Physics discovers principles. Engineering builds systems that exploit those principles at scale. The gap between the two defines most hard technology problems.
Take quantum computing. Physicists proved you can trap ions, manipulate superconducting circuits, or use topological states to create qubits. The math works. Lab demonstrations show quantum advantage for specific problems. Physics is satisfied.
Engineering asks different questions. How do you manufacture 1,000 identical qubits when each one requires nanometer precision? How do you cool them to 15 millikelvin and hold that temperature while running computations? How do you shield them from electromagnetic interference in a data center? How do you get signals in and out without destroying coherence? How do you do all this reliably, repeatedly, and affordably?
Physicists build one qubit that works beautifully under perfect conditions. Engineers must build systems where hundreds of qubits work together under real conditions. Every quantum computing company today is struggling to bridge this gap.
The physicist optimizes for understanding. The engineer optimizes for constraints: cost, yield, thermal management, signal integrity, maintenance, supply chains. A physics experiment might use custom components that cost $500,000 and require manual calibration. An engineering solution needs off-the-shelf parts and automated processes.

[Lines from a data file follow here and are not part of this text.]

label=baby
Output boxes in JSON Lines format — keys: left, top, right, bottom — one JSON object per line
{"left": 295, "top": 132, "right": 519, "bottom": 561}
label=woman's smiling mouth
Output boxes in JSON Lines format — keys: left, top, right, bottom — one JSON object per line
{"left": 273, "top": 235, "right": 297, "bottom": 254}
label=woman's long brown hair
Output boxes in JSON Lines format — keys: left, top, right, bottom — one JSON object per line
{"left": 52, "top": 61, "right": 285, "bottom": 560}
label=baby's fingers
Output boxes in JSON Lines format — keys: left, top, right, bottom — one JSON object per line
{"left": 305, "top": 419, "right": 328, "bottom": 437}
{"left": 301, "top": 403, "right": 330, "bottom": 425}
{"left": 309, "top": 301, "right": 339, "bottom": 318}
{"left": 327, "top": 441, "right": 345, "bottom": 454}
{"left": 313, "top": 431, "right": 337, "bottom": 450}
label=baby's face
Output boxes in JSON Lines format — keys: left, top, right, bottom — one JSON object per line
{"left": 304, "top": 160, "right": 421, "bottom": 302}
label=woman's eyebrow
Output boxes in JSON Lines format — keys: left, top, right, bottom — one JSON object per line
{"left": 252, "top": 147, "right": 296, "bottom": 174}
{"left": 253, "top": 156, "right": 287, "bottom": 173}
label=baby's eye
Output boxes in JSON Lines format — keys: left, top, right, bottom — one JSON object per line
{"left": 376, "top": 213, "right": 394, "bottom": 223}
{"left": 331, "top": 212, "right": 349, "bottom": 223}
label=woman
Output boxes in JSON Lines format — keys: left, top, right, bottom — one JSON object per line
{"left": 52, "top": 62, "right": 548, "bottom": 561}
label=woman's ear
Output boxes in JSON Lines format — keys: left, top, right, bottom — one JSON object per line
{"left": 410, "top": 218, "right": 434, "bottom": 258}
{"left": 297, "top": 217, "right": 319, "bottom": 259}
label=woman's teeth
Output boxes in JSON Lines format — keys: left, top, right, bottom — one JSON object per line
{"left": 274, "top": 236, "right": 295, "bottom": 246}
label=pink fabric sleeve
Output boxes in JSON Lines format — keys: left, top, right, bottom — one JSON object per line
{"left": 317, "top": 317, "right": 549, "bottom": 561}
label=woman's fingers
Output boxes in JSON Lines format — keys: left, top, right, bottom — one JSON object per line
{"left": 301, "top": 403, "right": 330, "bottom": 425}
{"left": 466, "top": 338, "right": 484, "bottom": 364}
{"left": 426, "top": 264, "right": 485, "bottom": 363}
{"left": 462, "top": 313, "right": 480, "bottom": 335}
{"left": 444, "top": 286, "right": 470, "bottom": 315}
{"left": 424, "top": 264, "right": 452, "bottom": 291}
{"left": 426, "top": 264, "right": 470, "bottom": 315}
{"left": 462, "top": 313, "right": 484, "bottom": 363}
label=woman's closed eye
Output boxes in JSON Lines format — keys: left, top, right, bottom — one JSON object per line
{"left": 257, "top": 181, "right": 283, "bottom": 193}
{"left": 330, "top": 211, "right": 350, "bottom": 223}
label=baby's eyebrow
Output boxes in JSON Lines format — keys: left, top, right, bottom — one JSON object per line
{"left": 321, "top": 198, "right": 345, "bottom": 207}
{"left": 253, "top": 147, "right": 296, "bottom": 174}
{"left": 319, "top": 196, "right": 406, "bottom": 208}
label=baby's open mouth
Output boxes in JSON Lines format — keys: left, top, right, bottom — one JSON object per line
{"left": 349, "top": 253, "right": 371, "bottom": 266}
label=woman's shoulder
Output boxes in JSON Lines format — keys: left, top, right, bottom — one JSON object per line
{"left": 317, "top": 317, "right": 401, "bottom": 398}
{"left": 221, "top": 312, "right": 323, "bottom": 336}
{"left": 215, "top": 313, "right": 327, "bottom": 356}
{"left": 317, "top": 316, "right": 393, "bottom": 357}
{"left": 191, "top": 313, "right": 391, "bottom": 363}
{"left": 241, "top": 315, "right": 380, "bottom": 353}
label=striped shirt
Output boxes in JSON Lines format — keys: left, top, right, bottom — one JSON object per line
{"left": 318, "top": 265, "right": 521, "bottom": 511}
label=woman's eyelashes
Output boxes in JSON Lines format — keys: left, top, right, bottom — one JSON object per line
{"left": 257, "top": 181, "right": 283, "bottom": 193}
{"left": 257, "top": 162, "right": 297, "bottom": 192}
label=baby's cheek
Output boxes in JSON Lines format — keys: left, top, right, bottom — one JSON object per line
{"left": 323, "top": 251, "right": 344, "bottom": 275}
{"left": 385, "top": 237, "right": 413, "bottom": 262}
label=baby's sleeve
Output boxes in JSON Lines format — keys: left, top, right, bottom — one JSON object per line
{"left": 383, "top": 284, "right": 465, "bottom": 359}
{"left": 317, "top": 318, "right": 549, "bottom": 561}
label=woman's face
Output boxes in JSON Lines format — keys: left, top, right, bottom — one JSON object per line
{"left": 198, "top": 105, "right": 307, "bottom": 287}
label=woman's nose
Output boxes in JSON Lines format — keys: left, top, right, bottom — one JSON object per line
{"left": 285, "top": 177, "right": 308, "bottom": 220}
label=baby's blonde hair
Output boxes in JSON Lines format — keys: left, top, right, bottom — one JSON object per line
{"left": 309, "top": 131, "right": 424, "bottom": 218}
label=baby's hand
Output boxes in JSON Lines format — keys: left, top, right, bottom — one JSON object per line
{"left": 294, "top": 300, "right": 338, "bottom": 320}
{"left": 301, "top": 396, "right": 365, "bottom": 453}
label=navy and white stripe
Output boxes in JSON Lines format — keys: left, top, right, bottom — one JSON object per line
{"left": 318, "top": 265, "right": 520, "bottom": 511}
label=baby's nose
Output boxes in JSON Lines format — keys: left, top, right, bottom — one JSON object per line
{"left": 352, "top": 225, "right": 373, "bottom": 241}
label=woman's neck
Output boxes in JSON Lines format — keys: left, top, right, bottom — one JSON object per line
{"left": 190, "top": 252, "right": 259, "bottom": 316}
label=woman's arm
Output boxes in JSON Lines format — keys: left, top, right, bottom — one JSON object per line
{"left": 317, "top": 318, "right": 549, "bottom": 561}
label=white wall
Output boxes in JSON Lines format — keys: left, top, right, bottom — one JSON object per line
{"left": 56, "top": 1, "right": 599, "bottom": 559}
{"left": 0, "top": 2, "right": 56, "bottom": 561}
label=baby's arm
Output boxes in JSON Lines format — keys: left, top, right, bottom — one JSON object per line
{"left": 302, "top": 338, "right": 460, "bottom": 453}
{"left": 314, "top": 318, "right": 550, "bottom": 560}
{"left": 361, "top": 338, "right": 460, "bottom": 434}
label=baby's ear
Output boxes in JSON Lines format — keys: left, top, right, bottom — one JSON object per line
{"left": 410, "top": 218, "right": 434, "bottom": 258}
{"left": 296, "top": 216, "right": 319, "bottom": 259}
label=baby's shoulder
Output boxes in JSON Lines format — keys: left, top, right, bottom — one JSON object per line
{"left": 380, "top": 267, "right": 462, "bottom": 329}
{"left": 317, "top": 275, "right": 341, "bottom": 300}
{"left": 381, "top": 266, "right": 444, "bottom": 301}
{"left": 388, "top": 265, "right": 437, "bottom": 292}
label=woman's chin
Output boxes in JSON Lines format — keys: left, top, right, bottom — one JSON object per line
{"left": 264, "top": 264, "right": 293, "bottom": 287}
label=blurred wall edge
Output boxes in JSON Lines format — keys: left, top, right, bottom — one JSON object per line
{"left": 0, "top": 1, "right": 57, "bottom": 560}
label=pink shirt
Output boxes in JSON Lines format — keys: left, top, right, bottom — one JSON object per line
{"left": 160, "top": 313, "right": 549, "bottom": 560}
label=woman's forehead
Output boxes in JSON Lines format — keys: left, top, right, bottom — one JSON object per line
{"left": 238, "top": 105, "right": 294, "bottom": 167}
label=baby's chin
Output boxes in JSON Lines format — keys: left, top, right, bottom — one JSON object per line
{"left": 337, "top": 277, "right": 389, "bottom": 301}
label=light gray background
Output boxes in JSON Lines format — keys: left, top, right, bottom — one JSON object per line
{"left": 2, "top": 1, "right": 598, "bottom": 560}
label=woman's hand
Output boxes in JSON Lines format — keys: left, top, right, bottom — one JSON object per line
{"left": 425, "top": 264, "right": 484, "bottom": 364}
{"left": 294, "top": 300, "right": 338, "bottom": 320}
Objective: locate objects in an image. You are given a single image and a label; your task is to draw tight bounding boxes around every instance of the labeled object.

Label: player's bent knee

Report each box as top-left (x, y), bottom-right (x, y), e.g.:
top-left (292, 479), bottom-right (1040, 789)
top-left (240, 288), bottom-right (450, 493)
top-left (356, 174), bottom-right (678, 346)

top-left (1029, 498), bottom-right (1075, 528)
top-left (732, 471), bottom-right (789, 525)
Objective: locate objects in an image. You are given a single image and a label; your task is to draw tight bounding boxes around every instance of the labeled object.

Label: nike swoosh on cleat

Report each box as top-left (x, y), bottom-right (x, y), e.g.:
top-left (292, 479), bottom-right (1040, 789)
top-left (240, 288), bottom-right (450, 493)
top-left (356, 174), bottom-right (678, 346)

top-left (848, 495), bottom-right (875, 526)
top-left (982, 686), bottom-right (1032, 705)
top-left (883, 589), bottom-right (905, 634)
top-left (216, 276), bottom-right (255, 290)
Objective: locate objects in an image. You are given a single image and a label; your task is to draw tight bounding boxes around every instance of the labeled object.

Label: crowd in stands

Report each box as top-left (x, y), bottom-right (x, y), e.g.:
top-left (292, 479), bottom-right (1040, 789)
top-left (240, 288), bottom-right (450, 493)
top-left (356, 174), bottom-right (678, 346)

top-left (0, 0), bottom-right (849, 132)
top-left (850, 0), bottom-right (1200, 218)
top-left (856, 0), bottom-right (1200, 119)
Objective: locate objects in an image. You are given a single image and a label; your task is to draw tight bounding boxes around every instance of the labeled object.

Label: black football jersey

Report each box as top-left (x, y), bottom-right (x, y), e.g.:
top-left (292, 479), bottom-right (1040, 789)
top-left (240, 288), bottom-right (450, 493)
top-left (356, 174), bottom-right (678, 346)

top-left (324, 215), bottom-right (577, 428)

You see this everywhere in technology. Physicists demonstrated photovoltaic effects in 1839. Engineers spent 150 years making solar panels cheap enough to matter. Physicists proved nuclear fusion in the 1930s. Engineers still cannot build a reactor that produces more energy than it consumes at useful scale.
The difference is not just scale though. It is thinking about failure modes, manufacturing tolerances, quality control, serviceability, and integration with existing infrastructure. Physics assumes ideal conditions. Engineering assumes Murphy's Law.
This creates tension. Physicists get frustrated when engineers say "that will never work in production." Engineers get frustrated when physicists dismiss practical constraints as details. Both are wrong. You need physics to know what is possible. You need engineering to make it real.
Quantum computing sits in this gap right now. The physics is spectacular. The engineering is brutal. Whoever solves the engineering problem first wins the market. That is always how it works.